* we played at the park 'til it was chilly and nearly dark
* had a pizza party (highly recommend Papa Murphy's Gourmet Veggie)
* got the wild children settled and sleeping
* stayed up too late (almost 2:00 am!) talking about home schooling, public education, threats to the modern family, the merits (and warts) of the political candidates, and the delicacies of household finances. And laughing our heads off at Rick and Nate's humorous banter.
* Kristen carved mini pumpkins with the kids (that woman is a wonder to watch. energy. grace. style to spare.)
* She and Rick held down the fort while Nate and I slipped out to the temple to witness a lovely sealing
* We played at the park again (til we were tired, grumpy and thirsty.) Some of us wore sun bonnets.
* We (the adults) freshened ourselves, picked up the sitters and went out for an evening of inspiring mexican food and delicious conversation.
* Gluttons for calories and punishment, we baked oatmeal chocolate chip cookies with Ghirardelli chocolate chips. Then we plunked ourselves down on the couches and talked. and talked. and talked 'til almost two in the morning (again!)
* we hated ourselves for talking 'til two in the morning.
* I hated El Norte for putting SO MUCH garlic in their salsa (and kind of hated Nate for eating so much of it; the breath ramifications no son buenos for romance.)
* we gathered shoes and belongings, packed suitcases and coolers, folded towels and blankets...
* and we waved goodbye to our lovely visitors as they headed south for part deux of their tour de texas.

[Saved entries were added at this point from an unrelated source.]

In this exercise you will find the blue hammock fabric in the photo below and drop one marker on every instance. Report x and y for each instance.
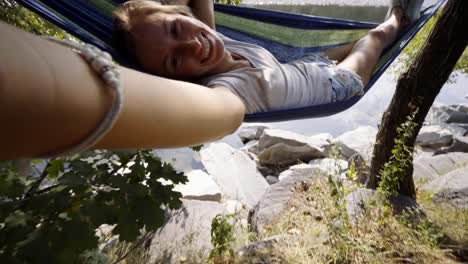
(288, 36)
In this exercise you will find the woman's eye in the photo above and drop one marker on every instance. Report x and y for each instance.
(174, 29)
(175, 62)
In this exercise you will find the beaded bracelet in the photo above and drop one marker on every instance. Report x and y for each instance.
(101, 62)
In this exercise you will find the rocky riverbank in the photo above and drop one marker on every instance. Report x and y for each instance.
(257, 180)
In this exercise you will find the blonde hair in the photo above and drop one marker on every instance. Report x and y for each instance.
(125, 18)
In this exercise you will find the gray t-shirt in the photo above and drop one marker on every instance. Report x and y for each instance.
(271, 85)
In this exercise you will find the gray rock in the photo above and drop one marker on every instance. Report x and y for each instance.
(357, 201)
(274, 201)
(251, 131)
(186, 234)
(452, 117)
(451, 188)
(235, 173)
(440, 164)
(259, 248)
(279, 147)
(428, 168)
(200, 186)
(434, 137)
(423, 171)
(360, 140)
(298, 171)
(330, 166)
(324, 166)
(272, 179)
(459, 144)
(251, 146)
(265, 171)
(182, 159)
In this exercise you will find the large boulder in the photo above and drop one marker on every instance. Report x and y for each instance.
(235, 173)
(324, 166)
(182, 159)
(275, 201)
(434, 137)
(200, 186)
(279, 147)
(459, 144)
(186, 233)
(360, 140)
(427, 168)
(357, 201)
(251, 131)
(450, 188)
(452, 117)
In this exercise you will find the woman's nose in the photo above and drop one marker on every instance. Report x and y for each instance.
(191, 46)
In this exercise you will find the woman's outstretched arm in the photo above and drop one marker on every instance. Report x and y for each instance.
(50, 99)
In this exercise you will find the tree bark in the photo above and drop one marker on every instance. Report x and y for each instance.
(418, 87)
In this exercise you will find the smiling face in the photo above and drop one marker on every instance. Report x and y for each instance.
(178, 46)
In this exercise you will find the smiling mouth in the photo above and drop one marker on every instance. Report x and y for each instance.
(206, 48)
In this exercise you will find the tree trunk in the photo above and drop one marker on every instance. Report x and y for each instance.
(419, 85)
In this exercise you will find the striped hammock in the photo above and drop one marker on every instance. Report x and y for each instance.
(287, 35)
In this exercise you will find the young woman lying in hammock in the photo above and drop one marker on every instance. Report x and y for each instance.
(50, 98)
(173, 42)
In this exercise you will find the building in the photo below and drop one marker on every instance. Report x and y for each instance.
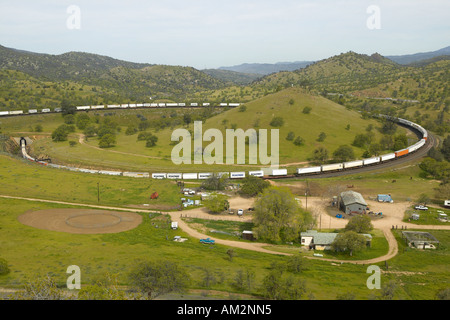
(384, 198)
(323, 240)
(352, 202)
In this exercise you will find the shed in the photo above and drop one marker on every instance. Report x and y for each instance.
(248, 235)
(384, 198)
(420, 240)
(323, 240)
(353, 203)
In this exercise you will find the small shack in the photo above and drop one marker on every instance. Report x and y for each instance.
(420, 240)
(352, 202)
(323, 240)
(384, 198)
(248, 235)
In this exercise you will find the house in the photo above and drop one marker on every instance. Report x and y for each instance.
(384, 198)
(323, 240)
(352, 202)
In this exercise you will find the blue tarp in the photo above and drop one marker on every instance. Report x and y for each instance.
(384, 198)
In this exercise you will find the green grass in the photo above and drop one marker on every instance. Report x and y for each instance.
(22, 178)
(32, 252)
(427, 217)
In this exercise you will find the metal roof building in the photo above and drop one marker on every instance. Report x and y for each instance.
(352, 202)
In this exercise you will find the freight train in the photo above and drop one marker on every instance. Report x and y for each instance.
(268, 173)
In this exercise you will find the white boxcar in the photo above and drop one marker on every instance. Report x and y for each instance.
(371, 160)
(204, 175)
(279, 172)
(190, 176)
(387, 157)
(111, 173)
(256, 173)
(332, 167)
(136, 174)
(237, 175)
(309, 170)
(174, 176)
(417, 146)
(353, 164)
(158, 175)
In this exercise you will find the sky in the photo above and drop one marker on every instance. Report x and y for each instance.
(210, 34)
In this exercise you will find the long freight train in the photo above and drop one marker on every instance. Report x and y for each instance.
(273, 173)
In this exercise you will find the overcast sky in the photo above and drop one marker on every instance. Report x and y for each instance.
(210, 34)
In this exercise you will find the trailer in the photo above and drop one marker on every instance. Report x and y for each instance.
(371, 161)
(256, 173)
(158, 175)
(309, 170)
(174, 176)
(387, 157)
(190, 176)
(353, 164)
(279, 172)
(237, 175)
(332, 167)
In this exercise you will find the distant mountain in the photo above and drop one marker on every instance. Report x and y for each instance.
(234, 77)
(411, 58)
(128, 80)
(267, 68)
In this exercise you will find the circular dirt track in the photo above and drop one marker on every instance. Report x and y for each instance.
(81, 221)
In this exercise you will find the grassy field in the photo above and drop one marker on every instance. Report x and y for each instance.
(130, 154)
(33, 252)
(22, 178)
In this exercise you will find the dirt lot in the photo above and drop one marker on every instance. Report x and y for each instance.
(81, 221)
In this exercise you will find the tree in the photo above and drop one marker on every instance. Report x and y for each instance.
(252, 186)
(155, 278)
(82, 121)
(43, 288)
(344, 153)
(3, 267)
(278, 217)
(320, 154)
(299, 141)
(290, 136)
(217, 203)
(60, 133)
(107, 141)
(359, 224)
(321, 137)
(350, 241)
(105, 288)
(215, 182)
(277, 122)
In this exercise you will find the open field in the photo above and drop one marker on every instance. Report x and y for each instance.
(32, 252)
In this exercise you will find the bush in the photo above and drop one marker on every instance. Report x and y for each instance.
(277, 122)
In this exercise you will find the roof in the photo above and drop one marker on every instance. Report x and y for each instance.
(325, 238)
(350, 197)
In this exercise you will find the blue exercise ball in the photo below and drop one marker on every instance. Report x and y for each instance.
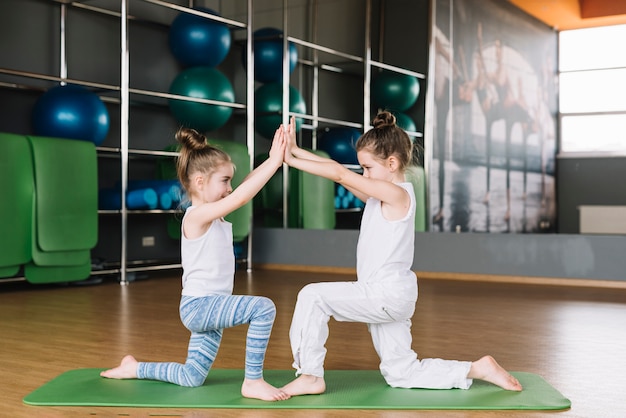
(405, 122)
(268, 55)
(340, 144)
(394, 91)
(268, 105)
(71, 112)
(202, 83)
(199, 41)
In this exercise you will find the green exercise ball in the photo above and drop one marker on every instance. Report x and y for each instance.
(202, 83)
(268, 105)
(394, 91)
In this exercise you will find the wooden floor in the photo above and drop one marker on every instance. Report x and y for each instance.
(575, 337)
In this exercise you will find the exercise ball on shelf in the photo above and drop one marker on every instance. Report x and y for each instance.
(268, 106)
(202, 83)
(340, 143)
(71, 112)
(394, 91)
(268, 55)
(199, 41)
(405, 122)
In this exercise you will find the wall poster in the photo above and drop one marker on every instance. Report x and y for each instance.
(494, 121)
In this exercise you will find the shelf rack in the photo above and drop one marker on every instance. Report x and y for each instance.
(126, 96)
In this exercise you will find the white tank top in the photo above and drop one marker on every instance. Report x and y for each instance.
(208, 261)
(385, 248)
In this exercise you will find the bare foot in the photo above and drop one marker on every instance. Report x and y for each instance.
(126, 370)
(489, 370)
(305, 384)
(260, 389)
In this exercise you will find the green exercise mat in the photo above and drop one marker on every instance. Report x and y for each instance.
(56, 274)
(66, 184)
(346, 389)
(9, 271)
(17, 186)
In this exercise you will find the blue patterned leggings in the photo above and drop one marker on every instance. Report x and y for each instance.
(206, 318)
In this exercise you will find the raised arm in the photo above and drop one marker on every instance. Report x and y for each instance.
(204, 214)
(362, 187)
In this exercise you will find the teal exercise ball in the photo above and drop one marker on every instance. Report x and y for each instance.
(340, 144)
(71, 112)
(202, 83)
(394, 91)
(268, 106)
(268, 55)
(405, 122)
(197, 41)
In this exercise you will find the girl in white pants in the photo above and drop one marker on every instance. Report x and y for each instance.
(385, 292)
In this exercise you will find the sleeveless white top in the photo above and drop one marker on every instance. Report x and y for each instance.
(208, 261)
(385, 248)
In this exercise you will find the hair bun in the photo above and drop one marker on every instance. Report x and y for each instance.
(191, 139)
(384, 118)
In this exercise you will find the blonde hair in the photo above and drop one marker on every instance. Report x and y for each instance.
(385, 139)
(196, 156)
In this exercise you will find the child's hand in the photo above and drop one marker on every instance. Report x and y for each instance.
(279, 144)
(291, 134)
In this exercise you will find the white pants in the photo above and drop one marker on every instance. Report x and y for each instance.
(389, 321)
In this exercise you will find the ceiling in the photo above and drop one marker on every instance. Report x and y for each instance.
(575, 14)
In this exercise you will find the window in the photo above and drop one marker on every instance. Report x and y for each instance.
(592, 90)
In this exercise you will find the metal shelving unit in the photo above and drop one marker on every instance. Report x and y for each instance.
(124, 96)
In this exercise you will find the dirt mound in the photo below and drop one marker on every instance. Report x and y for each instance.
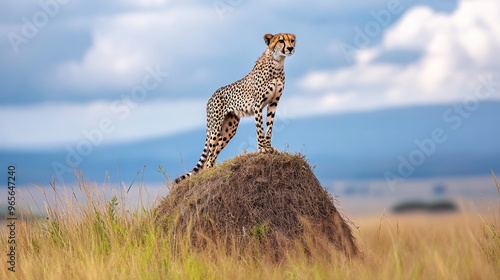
(273, 200)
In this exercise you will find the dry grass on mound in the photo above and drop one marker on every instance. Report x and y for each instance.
(273, 201)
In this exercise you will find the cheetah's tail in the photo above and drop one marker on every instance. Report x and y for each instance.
(197, 168)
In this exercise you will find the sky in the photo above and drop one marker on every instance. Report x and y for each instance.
(136, 70)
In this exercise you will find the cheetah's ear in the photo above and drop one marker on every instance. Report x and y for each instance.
(267, 38)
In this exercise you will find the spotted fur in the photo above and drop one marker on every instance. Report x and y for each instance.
(248, 96)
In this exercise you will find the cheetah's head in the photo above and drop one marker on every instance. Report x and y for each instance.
(282, 44)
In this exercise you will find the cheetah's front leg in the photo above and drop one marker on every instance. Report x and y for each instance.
(263, 145)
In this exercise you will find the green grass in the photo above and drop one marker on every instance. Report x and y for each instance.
(102, 238)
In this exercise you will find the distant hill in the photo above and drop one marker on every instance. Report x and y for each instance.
(345, 146)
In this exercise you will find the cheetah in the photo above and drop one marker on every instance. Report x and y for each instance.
(248, 96)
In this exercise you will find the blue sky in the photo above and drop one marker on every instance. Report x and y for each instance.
(143, 69)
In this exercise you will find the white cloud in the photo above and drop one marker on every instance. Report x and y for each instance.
(51, 125)
(124, 44)
(456, 50)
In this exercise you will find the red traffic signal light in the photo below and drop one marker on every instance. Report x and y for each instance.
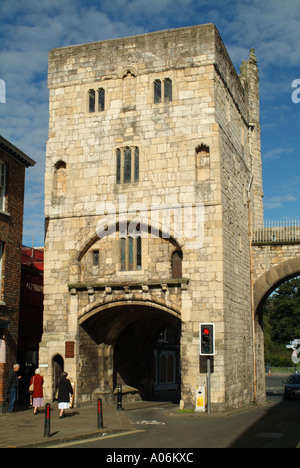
(207, 339)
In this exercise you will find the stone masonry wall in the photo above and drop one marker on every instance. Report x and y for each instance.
(193, 149)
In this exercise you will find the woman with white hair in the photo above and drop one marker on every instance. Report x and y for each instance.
(37, 395)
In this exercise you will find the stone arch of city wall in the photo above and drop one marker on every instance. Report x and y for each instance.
(273, 264)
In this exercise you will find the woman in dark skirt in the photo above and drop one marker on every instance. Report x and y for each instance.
(64, 391)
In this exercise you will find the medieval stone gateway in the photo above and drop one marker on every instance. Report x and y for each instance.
(153, 181)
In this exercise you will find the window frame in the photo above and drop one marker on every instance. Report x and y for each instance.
(127, 165)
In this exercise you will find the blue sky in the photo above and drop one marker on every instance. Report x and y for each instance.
(30, 28)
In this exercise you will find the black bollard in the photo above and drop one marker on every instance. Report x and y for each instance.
(119, 404)
(100, 414)
(47, 421)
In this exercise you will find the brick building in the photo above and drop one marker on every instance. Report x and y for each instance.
(13, 163)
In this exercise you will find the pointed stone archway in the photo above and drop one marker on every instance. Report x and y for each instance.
(116, 346)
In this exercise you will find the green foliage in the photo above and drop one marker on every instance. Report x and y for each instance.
(281, 319)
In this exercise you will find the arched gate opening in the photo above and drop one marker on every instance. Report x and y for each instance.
(120, 344)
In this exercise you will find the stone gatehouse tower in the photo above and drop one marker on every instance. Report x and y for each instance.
(153, 172)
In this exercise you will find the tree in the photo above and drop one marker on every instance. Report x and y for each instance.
(282, 320)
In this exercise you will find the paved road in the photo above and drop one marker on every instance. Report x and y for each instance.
(275, 425)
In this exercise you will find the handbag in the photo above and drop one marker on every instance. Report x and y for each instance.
(31, 388)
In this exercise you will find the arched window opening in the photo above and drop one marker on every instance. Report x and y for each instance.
(177, 264)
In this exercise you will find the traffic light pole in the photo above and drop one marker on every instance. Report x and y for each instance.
(208, 384)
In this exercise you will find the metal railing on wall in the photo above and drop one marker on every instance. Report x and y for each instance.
(277, 231)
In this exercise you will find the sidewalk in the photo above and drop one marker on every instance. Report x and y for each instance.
(23, 429)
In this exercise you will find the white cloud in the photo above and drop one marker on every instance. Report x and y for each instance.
(273, 203)
(30, 28)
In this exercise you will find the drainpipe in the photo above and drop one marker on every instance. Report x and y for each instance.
(252, 292)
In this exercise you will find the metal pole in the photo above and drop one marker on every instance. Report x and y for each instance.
(119, 404)
(100, 414)
(47, 421)
(208, 384)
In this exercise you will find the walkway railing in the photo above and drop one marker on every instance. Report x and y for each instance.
(277, 231)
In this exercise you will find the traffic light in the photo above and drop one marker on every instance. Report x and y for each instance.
(207, 339)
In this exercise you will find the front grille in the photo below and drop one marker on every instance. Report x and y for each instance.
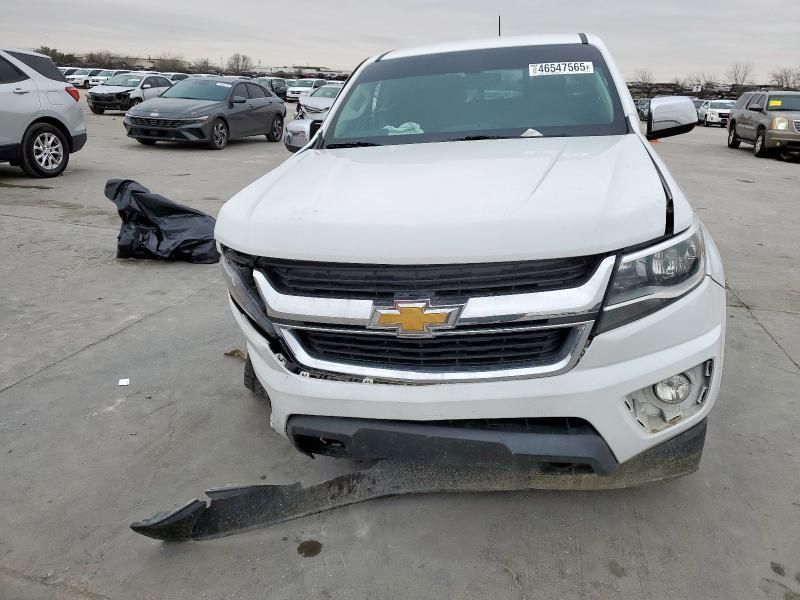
(360, 281)
(151, 122)
(460, 351)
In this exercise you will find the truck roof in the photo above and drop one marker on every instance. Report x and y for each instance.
(495, 42)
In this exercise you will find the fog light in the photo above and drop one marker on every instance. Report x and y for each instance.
(673, 390)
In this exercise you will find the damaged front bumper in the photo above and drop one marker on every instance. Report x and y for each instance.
(237, 509)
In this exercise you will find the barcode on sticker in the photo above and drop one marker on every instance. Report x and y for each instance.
(570, 68)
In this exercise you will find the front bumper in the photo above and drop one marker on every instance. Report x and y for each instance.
(686, 333)
(187, 132)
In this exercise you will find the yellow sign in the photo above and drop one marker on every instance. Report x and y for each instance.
(414, 318)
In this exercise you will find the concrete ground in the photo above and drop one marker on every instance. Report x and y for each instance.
(83, 457)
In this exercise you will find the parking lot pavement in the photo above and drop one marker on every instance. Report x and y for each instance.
(83, 457)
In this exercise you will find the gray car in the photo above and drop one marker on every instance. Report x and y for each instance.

My heart is heavy with compassion -- trying to understand (really understand) what bearing one another's burdens looks and feels like. If I'm doing it right, it hurts. But the byproducts of suffering can be shiny and empowering. I know that. I have lived through the reality of that fact. I'm reminded of it now. I have somewhat of a predilection for making things complicated, which sometimes breeds doubt. Simple faith has never been my gift. The unexpected events of last night reminded me how much I believe; how much I know. Today, I feel calm and assured. Nothing doubting.